E então o mundo parou e ofereceu uma porta para a saída. Todos pareciam olhá-la com reprovação, observando cada movimento que dera desde que entrara no salão de festas. Ninguém se incomodava com o fato de ela não pertencer ao lugar onde estava. Preocupavam-se com o fato de nunca encontrar uma poltrona que a mantivesse sentada por mais de cinco minutos.

Ela nunca esteve à vontade cercada com aquelas paredes, e tudo que mais queria era botar o lugar no chão. Se possível, enterrá-lo.
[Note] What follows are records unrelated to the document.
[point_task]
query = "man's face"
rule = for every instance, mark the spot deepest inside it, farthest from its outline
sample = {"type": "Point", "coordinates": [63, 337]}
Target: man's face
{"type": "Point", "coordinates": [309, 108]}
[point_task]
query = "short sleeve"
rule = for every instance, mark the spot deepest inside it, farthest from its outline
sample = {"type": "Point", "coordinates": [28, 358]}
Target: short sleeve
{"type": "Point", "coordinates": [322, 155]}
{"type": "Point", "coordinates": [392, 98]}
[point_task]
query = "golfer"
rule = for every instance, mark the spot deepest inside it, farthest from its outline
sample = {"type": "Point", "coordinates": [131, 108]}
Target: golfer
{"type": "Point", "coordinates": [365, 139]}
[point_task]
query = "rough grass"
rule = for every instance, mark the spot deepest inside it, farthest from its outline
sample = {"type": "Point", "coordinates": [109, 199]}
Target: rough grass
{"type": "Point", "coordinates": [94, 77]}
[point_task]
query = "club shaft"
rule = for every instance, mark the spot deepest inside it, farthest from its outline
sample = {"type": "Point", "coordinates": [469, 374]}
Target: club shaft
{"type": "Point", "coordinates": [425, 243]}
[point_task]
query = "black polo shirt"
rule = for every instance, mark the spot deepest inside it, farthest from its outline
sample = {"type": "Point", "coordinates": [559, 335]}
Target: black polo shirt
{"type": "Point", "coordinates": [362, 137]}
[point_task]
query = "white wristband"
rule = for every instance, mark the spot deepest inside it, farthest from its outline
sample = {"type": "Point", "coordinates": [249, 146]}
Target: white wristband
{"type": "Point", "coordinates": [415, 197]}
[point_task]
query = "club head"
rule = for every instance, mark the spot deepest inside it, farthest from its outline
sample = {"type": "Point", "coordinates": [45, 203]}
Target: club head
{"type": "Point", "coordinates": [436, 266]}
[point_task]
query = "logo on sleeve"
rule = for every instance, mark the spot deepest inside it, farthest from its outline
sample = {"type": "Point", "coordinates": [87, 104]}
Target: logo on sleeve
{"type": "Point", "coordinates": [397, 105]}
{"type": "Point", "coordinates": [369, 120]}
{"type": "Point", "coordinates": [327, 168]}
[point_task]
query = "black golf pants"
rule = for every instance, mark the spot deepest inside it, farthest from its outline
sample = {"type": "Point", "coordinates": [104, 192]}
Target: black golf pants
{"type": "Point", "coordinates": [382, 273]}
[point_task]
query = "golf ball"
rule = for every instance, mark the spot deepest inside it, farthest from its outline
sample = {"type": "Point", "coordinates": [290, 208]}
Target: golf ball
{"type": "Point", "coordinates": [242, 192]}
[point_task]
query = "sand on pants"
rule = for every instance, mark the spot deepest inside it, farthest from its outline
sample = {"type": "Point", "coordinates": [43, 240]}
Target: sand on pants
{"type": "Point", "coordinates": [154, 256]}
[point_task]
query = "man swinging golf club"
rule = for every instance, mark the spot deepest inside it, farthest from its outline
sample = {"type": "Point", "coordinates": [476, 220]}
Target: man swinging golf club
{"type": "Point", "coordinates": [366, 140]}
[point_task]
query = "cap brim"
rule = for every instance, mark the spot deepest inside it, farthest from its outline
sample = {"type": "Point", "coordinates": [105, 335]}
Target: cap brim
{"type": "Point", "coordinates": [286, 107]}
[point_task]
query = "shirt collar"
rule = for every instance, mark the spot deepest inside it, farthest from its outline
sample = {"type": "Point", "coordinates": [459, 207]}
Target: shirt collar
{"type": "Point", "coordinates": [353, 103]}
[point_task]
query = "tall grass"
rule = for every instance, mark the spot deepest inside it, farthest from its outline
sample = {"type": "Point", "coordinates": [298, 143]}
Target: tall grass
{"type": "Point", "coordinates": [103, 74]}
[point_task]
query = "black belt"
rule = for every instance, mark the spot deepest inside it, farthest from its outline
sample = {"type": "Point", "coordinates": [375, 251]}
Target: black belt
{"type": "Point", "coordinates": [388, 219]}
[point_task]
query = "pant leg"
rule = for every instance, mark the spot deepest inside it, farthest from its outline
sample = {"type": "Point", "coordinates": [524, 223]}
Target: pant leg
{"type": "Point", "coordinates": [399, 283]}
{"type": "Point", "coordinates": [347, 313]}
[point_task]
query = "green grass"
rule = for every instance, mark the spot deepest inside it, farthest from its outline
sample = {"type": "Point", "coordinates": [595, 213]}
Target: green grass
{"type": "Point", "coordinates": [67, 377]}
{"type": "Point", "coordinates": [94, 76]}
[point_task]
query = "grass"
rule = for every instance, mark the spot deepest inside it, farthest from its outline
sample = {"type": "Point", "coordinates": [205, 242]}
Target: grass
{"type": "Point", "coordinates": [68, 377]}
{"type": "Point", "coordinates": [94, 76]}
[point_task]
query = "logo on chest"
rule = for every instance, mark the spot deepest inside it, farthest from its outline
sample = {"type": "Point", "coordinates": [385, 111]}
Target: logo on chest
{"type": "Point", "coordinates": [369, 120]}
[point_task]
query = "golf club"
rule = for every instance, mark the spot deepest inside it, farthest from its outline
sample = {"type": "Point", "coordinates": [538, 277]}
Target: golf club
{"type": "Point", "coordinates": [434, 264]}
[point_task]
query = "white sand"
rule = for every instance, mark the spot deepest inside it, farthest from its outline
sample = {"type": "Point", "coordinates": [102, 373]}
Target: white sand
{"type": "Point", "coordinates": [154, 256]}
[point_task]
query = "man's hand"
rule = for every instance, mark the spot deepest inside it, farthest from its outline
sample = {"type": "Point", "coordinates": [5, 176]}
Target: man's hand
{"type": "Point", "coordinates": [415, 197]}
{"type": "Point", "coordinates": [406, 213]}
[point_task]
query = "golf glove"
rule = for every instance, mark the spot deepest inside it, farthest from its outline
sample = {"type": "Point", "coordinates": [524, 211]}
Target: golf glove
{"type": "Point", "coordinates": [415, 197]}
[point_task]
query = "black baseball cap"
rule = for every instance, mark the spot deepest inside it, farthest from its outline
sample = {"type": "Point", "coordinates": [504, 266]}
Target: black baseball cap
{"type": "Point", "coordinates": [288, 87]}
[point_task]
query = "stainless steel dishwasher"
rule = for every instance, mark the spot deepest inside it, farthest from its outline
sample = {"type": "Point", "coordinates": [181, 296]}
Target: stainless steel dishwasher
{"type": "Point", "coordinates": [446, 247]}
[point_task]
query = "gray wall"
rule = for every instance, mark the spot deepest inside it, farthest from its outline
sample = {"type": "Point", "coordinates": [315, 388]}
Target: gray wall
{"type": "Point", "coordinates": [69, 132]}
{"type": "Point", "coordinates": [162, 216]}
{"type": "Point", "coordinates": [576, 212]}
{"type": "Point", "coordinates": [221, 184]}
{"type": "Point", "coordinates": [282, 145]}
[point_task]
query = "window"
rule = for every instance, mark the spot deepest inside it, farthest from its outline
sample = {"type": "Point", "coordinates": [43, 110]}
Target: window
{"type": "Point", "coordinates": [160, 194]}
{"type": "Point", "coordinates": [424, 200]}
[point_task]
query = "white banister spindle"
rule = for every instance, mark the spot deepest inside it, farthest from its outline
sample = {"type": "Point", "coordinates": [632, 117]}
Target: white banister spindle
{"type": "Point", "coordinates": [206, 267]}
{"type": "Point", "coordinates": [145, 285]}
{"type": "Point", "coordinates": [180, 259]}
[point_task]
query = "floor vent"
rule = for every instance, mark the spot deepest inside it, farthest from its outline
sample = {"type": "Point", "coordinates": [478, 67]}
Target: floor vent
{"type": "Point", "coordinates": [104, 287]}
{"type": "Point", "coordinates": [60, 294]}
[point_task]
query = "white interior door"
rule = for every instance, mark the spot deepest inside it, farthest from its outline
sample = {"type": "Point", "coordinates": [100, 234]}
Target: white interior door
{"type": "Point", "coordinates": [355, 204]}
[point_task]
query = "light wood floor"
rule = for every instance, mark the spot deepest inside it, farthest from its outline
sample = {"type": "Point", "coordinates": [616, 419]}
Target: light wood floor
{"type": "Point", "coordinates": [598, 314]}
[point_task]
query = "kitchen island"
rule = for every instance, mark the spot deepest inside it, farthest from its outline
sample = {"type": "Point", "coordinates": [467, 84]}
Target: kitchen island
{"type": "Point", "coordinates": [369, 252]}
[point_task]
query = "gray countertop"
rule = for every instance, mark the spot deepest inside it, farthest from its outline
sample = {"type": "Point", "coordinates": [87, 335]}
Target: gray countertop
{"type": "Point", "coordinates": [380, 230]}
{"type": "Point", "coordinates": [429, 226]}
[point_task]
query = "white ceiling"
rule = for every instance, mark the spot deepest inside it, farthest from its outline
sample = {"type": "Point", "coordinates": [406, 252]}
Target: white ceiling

Queria destruí-lo, quebrar cada vidraça colorida e rasgar cada cortina empoeirada até não sobrar nada inteiro. O mundo que estava ali, rodeando-a com todos os inconvenientes e sufocando-a até não poder mais respirar, precisava sumir de uma vez. Quisera ela poder fechar os olhos e não encontrá-lo quando abrisse. Mas queria ver o que estava por dentro das paredes manchadas e por de baixo dos tapetes corroídos. O mundo ainda mantinha a porta aberta quando ela decidiu que estava de partida.

Mas antes, para que não se arrependesse, decidiu que encontraria todos os pontos apodrecidos daquele mundo. Decidiu que deixaria suas partes corrompidas ali, e tentaria reconstruir aquilo bem longe. Contudo, se desfazer de todos os estragos do seu íntimo levaria muito tempo. Deixou a festa, mas levou as lembranças.

sexta-feira, julho 9

Daqui pra frente.

Eu escolhi o investimento a longo prazo. Porque eu cansei de ver o meu dinheiro entrar na minha conta e sumir com coisas inúteis. Sumir por impulsos. Por bobagens. E eu, que tenho planos maiores que do que talvez seja capaz de conseguir, sempre procurava desculpas pra minha falta de controle.

Mas não mais. Eu tenho dito bastante isso ultimamente, né? Mas é porque eu preciso me convencer também. Sem mais esperas, sem mais desculpas; sem mais problemas fantasiados. A partir de agosto, as coisas vão ser diferentes.

Acho que já estava na hora de escolher alguma coisa e bater o pé. Sem ficar na dúvida e deixar que me fizessem mudar de ideia. Agora sou eu quem dita as regras da minha vida.

quarta-feira, julho 7

"Fables"

Ela soube desde o início que as coisas não aconteceriam do jeito que ela queria, simplesmente porque isso não funciona desse jeito. Ela levantou-se e começou, finalmente, a caminhada em direção ao que seria a tão esperada felicidade.

Mas desta vez sem ilusões. Ela andaria até quase chegar e então tudo ficaria mais distante. E ela não se importava, porque era assim que as coisas funcionavam. Não era para ser fácil. Nem merecido.

Sabia que vivia à mercê do acaso.


domingo, julho 4

Espelho

Eu quase acreditei em tudo aquilo quando olhei nos teus olhos. Eu podia enxergar toda a história diante de mim, cada palavra como um dado comprovado por todos os depoimentos possíveis e evidências encontradas; eu podia ver nos teus olhos o reflexo de mim.

E o meu reflexo era perfeito. Nítido, claro. Os teus olhos eram quase como um espelho e eu podia me enxergar lá dentro; dentro do teu mundo, sorrindo e sentindo de verdade tudo que tu disseste que haveria em mim. Era felicidade.

Eu vi o meu reflexo nos teus olhos e quase acreditei em ti. Se não fossem os meus olhos refletidos nos teus, e o meu sorriso quebrado estampado nos teus desejos, eu acreditaria que tudo se tornaria verdade. Mas os teus olhos refletiam a minha expressão vazia de mais pura alegria; exatamente do jeito que eu faço quando minto. E então era eu mentindo pra mim, dentro de ti.

E tu, comigo por dentro, sabias que eu nunca me deixaria enganar pelas minhas próprias palavras.